I strongly suspect my work as a worship leader is nothing mystical. I’m just a musician providing melody and tempo so the real work of worship can be conducted by the Dance Master. I see evidence of it every week. At any given moment during Sunday’s worship music there is a very good chance that I am not the “lead worshiper” in the room. I am likely to be totally distracted by a cataract of unworshippy thoughts—”Am I going to hit this next chord?” “I’m irritated that half the band was late today” “Should we get an EQ and compressor for the monitors?” Or even, “Gosh my voice sounds great today!” Or, “Cool! I wrote this song and now everyone is singing it!” Ugh. In those moments I am a terrible lead worshiper. But here’s the thing. In those moments I look out at the congregation and see people worshiping. In spite of me, they have met God and He has swept them up into His dance. This constantly blows my mind, how God takes my moldy loaf and rotten little fish and turns them into a banquet.

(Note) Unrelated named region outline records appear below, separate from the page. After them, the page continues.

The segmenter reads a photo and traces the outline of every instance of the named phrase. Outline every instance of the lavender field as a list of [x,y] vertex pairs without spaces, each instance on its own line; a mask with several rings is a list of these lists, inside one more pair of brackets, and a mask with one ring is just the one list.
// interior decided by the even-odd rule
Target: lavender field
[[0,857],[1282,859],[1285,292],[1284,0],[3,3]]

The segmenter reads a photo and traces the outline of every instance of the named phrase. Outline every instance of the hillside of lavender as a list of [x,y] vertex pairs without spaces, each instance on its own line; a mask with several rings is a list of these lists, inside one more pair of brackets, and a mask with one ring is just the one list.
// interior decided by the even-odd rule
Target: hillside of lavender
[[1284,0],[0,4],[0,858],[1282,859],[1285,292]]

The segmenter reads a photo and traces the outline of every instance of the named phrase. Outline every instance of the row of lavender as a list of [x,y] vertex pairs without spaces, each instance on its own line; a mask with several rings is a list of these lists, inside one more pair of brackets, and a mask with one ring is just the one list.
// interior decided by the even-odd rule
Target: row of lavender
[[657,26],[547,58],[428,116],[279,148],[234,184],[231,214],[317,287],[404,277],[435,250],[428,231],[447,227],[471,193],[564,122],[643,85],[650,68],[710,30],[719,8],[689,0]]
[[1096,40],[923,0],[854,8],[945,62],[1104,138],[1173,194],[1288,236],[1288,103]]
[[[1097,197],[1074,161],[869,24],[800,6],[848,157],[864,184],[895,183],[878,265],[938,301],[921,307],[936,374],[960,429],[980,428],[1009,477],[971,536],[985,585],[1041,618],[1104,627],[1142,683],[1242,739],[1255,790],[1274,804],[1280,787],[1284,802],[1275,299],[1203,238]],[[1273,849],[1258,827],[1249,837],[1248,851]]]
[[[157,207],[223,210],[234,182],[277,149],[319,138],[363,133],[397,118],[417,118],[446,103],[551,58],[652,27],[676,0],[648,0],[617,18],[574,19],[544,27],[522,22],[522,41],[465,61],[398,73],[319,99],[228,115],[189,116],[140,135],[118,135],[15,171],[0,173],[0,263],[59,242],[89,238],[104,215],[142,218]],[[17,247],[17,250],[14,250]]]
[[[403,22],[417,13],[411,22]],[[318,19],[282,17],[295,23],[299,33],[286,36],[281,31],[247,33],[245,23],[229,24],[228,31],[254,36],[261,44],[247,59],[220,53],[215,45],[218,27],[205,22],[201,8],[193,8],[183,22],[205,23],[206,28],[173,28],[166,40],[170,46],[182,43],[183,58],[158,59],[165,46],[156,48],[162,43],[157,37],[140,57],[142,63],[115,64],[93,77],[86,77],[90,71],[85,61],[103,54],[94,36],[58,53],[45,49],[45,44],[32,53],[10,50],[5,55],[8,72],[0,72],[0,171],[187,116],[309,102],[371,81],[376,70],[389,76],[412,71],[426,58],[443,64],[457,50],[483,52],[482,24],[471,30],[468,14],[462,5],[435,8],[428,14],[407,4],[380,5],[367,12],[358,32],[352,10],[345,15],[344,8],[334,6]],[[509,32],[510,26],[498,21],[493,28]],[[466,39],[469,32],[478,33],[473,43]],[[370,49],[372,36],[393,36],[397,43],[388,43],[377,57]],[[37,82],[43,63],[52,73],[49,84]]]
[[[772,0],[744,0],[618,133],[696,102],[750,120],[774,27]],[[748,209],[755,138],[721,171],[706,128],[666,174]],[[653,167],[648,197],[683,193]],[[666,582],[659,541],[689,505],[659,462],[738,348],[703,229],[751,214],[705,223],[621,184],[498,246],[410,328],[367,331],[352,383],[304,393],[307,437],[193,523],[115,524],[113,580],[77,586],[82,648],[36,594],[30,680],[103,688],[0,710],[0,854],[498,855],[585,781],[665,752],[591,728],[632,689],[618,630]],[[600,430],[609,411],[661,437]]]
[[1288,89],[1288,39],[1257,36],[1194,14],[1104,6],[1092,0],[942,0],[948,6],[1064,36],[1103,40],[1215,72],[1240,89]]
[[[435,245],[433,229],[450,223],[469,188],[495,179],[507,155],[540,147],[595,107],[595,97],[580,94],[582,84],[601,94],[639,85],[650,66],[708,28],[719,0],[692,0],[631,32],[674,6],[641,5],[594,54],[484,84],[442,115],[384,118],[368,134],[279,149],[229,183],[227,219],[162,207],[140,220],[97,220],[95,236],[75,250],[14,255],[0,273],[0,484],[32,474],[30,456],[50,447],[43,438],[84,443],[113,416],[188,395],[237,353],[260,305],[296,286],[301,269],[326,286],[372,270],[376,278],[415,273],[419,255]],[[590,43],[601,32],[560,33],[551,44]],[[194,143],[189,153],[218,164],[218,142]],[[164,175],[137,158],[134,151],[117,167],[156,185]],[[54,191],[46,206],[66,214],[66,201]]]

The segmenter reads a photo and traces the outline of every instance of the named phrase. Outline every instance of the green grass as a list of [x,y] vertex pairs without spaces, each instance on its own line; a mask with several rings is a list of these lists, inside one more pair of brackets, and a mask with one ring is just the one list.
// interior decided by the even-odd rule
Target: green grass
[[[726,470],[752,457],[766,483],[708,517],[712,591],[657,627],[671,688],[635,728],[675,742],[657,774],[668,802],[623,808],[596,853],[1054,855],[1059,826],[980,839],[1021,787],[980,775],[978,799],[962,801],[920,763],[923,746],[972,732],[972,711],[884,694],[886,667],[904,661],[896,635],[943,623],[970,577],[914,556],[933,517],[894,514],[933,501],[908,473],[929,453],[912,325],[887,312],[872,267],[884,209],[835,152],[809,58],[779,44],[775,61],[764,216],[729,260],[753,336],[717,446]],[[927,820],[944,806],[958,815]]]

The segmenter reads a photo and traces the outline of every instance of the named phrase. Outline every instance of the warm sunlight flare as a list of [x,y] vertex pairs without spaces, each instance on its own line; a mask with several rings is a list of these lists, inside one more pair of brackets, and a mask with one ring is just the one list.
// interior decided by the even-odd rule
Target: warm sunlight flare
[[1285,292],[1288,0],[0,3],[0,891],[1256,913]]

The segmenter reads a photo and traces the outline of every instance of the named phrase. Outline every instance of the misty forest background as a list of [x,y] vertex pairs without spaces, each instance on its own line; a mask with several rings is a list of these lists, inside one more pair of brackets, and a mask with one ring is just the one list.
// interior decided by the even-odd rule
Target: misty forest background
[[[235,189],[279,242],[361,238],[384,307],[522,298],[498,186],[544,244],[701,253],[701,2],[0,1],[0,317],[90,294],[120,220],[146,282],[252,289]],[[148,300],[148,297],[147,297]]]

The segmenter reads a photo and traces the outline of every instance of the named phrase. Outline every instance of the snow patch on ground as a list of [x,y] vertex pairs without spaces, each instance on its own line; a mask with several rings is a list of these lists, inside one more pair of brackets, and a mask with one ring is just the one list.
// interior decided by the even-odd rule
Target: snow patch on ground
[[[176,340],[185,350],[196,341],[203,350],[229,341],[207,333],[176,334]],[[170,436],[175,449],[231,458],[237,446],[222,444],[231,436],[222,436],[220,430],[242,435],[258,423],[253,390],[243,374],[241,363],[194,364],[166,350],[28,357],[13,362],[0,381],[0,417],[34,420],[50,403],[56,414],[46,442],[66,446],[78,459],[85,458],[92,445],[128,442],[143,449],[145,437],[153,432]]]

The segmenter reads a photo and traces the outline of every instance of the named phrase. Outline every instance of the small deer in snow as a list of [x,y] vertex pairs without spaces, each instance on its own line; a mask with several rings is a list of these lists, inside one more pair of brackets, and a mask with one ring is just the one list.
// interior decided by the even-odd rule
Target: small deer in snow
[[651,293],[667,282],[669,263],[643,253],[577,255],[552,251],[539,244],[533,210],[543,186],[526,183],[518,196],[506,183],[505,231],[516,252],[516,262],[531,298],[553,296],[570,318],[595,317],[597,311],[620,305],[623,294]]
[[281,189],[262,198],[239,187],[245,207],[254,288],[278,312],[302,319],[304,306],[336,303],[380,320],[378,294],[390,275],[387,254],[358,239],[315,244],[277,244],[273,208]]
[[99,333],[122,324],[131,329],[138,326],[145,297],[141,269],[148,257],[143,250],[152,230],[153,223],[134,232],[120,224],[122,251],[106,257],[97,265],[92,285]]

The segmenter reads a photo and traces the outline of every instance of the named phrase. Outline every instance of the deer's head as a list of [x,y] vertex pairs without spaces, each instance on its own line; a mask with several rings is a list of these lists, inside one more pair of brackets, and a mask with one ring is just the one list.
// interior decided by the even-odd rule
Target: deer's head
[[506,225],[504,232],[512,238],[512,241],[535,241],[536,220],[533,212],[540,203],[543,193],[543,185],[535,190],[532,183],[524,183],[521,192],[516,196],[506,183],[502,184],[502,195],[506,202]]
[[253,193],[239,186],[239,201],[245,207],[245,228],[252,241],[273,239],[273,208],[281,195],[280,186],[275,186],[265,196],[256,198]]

God works in spite of me. From this I can glean two things. First, although it is very possible (and lamentable) that I am a poor lead worshiper, by the grace of God I’m doing okay as a worship leader. Simply by providing quality music for the dance that is going on, I am helping God’s people participate in worship. Praise God for that. Second, if the main point is to help the congregation dance, it’s okay to play the music that the congregation dances to best. A worship leader does everyone a disservice (including God) if in his eagerness to smash clichés he has no awareness of what will actually help the congregation worship. All evils of “church consumerism” aside, a worshiper’s expectations, her culture, even her preference for certain songs and instrumentation, are the dance steps with which she responds to God’s call to worship. A worship leader should respect that.
So where does this leave me? I feel like I’m triangulating between two stars. As a leader in worship music, I think I should be continually creative, challenging myself and others to craft, seek out and embrace new ways to reflect and respond to God’s goodness. This is scary. I am also persuaded that I should be content to play the same old song for the millionth time if it helps one clumsy soul (maybe my own) get on the dance floor. In its own way this is also scary. Knowing how much to do one and how much to do the other is difficult. I need wisdom and discernment to be both a lead worshiper and a worship leader.